DTM-Horrorcrash: «Die Ärzte waren schockiert»

Von Andreas Reiners
Die Bilder waren furchteinflößend, doch Gary Paffett und Mike Rockenfeller kamen vergleichsweise glimpflich davon. Ob Rockenfeller in Moskau fahren kann, ist aber noch offen.

Gary Paffett und Mike Rockenfeller konnten den Horrorcrash am Sonntag beim achten Saisonrennen gemeinsam verarbeiten. Der Mercedes-Routinier und der Audi-Pilot wurden zusammen in einem Krankenwagen ins Krankenhaus gebracht, zu weiteren Untersuchungen. Die ergaben, dass beide unter dem Strich Glück im Unglück hatten. Paffett zog sich einige Prellungen zu, Rockenfeller erlitt einen Mittelfußbruch.

«In dem Moment waren wir ein Team. So ein Unfall verbindet zwei Menschen irgendwie miteinander», sagte Paffett nach dem Megacrash, der zum zwischenzeitlichen Abbruch des Rennens geführt hatte. Der Brite gab zu, dass die Bilder erschreckend gewesen seien.

Er sagt über die Sekunden des Unfalls, die sich wie Minuten anfühlten: «Jamie Green und ich berührten uns leicht. Durch die Bodenwellen verlor ich die Kontrolle. Dann war ich nur noch Passagier und hatte zwei extrem harte Einschläge in die Mauer und dann erwischte ich auch noch Mike. Das war angsteinflößend. Es war, als würde dieser Unfall nie aufhören. Es ging immer weiter und weiter.» Paffett flog mit rund 250 km/h ab.
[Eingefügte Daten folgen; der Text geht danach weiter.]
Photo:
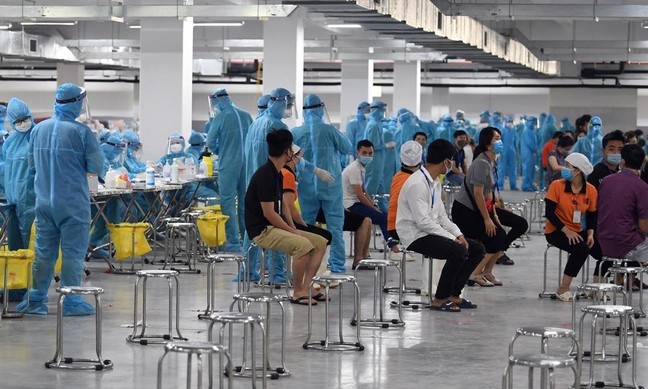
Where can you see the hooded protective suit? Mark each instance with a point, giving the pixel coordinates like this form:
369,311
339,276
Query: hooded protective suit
530,151
321,143
19,177
229,132
63,152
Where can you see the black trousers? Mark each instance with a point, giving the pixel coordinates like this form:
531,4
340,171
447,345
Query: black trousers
460,262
Als alles vorbei war, musste er erst einmal durchatmen. «Ich musste erst einmal eine Minute stillsitzen, mich sammeln und in mich hineinhorchen, ob alles in Ordnung ist. Da hätte wirklich viel passieren können», so Paffett. Der völlig zerstörte Mercedes sah tatsächlich nach schlimmeren Folgen aus. «Die Ärzte waren schockiert, wie schnell ich bei dem Unfall war. Die haben sich auch gewundert, dass ich keine Verletzungen habe.»

Rockenfeller hatte der Einschlag komplett unvorbereitet getroffen. «Die Wucht war enorm. Zum Glück sind die Autos sicher. Es tut alles ein bisschen weh. Es hat einen Schlag getan, das war ziemlich heftig. Ich habe nullkommanull damit gerechnet. Das ist dann immer noch ein bisschen blöder», sagte der Meister von 2013, der trotz des Schocks recht schnell merkte, dass mit seinem Fuß etwas nicht stimmt.

Bei ihm war das Problem, dass ihm das Kupplungspedal beim Crash gegen den linken Fuß schlug. Der Fuß befand sich dabei noch auf dem Bremspedal, als er in der Grundig-Kehre einlenkte. «Man muss sich vorstellen, dass das Pedal wie eine Stahlplatte ist. Wenn der Fuß daneben ist und es knallt dir einer in die Fahrertür, dann ist das schon eine Wucht. Es war Glück im Unglück, trotzdem ein bisschen Pech», sagte Rocky.

Natürlich dachte Rockenfeller auch sofort an das kommende Rennwochenende in Moskau (21. bis 23. Juli). Ob er dort fahren kann, ist noch offen. Er hat als Gesamtachter 54 Punkte auf dem Konto, der Führende Mattias Ekström 89. Klar ist: Fällt Rockenfeller in Russland aus, war es das mit dem Titel.

Er muss nun zwei, drei Tage abwarten, bis die Schwellung weg ist. «Zum Glück braucht man den linken Fuß eigentlich kaum im Rennauto, nur zum Losfahren. Ich denke, dass wir eine Lösung finden, wenn alles optimal läuft. Aber das ist im Moment schwer abzuschätzen, das kann man noch nicht zu 100 Prozent sagen», sagte er. Eine Operation ist nicht ausgeschlossen. «Ob eine Schraube rein muss, wird man entscheiden. Jetzt muss man einfach hoffen, dass es schnell und gut heilt und sich nichts verschiebt, wenn man es nicht operiert. Es ist grundsätzlich nichts Dramatisches, aber für meine Saison kann es dramatisch sein.»